„Vielleicht kann man mal einen Staatsgast per Lufttaxi ins Kanzleramt fliegen“
Stefan Paravicini
Herr Professor Rammler, wie bewerten Sie als Mobilitäts- und Zukunftsforscher die verkehrspolitische Bilanz der zu Ende gehenden Legislaturperiode?
Die Bewertung fällt kurz aus, auch wenn ich etwas weiter zurückschaue: Ich halte die letzten drei Verkehrsminister für ziemliche Rohrkrepierer. Das ist schlechte, unterkomplexe Verkehrspolitik, die viel mit den Interessen der CSU zu tun hat. Diese Politik für bestimmte industrielle Cluster muss aufhören. Die Automobilwirtschaft und die Mobilitätswirtschaft spielen für den Standort Deutschland zwar eine große Rolle. Das kann aber kein Argument sein, die Chancen künftiger Generationen zu verspielen.
Welche Aufgaben kommen auf die nächste Regierung zu?

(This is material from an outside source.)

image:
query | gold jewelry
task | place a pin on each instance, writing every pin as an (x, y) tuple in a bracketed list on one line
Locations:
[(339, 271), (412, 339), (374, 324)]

Die Aufgaben für die Verkehrspolitik sind richtig groß, weil in den vergangenen Jahren so wenig passiert ist. Man hat es ja noch nicht einmal hinbekommen, die Infrastruktur für den fossilen Autoverkehr modern zu halten. Wir haben daher nicht nur die Aufgabe einer großen Nachhaltigkeitstransformation, weg von den fossilen Energieträgern, sondern außerdem das riesige Problem, dass die bestehende Verkehrsinfrastruktur nicht resilient ist. Sie ist hochvulnerabel, sie ist alt und muss modernisiert werden. Ein Großteil der Brücken, Tunnel und Unterführungen für den rollenden Verkehr ist marode. Jetzt kommen noch vermehrte Starkwetterereignisse als Folge des Klimawandels dazu. Das ist eine richtig große Aufgabe, und gleichzeitig müssen wir den richtigen Transformationspfad von der fossilen Mobilität vor allem in den ländlichen Regionen so hinkriegen, dass die industriepolitischen Interessen nicht beschädigt werden und die Bevölkerung auch mitzieht. Das wird nur über eine kluge Politik von Push und Pull gehen, das wird teuer werden und es erfordert viel politischen Mut.

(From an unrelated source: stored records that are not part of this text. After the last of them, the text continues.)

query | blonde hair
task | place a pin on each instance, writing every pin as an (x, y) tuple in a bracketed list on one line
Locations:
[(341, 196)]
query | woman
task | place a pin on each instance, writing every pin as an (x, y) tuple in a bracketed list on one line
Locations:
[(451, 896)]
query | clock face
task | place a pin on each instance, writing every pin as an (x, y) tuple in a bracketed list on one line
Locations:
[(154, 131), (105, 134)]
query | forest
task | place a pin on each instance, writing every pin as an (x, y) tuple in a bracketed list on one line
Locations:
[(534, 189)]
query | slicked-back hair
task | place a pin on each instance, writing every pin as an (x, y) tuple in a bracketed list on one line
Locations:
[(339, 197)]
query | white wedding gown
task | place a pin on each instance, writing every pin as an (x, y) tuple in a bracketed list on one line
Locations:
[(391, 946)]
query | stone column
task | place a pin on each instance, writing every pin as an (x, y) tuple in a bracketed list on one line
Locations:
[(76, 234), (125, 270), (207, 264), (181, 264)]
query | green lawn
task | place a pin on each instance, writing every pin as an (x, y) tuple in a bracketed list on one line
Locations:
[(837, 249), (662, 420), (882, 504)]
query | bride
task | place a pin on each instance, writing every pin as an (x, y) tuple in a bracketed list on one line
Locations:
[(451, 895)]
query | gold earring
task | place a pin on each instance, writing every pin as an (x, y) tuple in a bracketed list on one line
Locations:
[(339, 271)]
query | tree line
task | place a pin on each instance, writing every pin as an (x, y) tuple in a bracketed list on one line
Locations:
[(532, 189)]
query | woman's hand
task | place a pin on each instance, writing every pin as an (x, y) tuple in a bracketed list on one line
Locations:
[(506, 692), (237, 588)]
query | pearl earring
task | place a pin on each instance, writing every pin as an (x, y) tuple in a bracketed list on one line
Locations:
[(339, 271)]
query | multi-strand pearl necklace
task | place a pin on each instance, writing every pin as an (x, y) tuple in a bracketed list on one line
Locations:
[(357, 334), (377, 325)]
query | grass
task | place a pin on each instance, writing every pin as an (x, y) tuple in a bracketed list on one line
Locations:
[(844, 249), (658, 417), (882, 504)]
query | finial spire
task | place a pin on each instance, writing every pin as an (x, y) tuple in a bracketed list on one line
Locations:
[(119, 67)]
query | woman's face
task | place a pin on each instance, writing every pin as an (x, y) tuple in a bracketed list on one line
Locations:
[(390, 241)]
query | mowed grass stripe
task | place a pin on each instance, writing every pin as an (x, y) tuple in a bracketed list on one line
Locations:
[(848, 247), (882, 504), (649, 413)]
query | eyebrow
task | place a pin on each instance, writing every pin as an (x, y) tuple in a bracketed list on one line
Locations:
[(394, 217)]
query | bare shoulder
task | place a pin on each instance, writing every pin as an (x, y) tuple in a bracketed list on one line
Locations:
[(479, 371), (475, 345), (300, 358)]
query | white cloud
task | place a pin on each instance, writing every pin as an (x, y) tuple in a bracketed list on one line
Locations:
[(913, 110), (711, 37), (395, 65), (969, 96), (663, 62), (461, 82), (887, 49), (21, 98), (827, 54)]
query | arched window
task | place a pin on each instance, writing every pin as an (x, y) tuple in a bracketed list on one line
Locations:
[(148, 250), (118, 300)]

Wem trauen Sie diesen Mut am ehesten zu?
Ich hoffe, dass das Verkehrsministerium nicht wieder in die Hände der CSU fällt. Was wir brauchen, ist ein integriertes Verkehrs-, Bau-, Wohn- und Digitalministerium. Ein Infrastrukturministerium, das man auch als Transformationsministerium bezeichnen könnte und das die Aufgabe hat, die fossil ausgerollten Infrastrukturen Stück für Stück umzubauen, also die Verkehrswende mit der Energiewende zu kombinieren.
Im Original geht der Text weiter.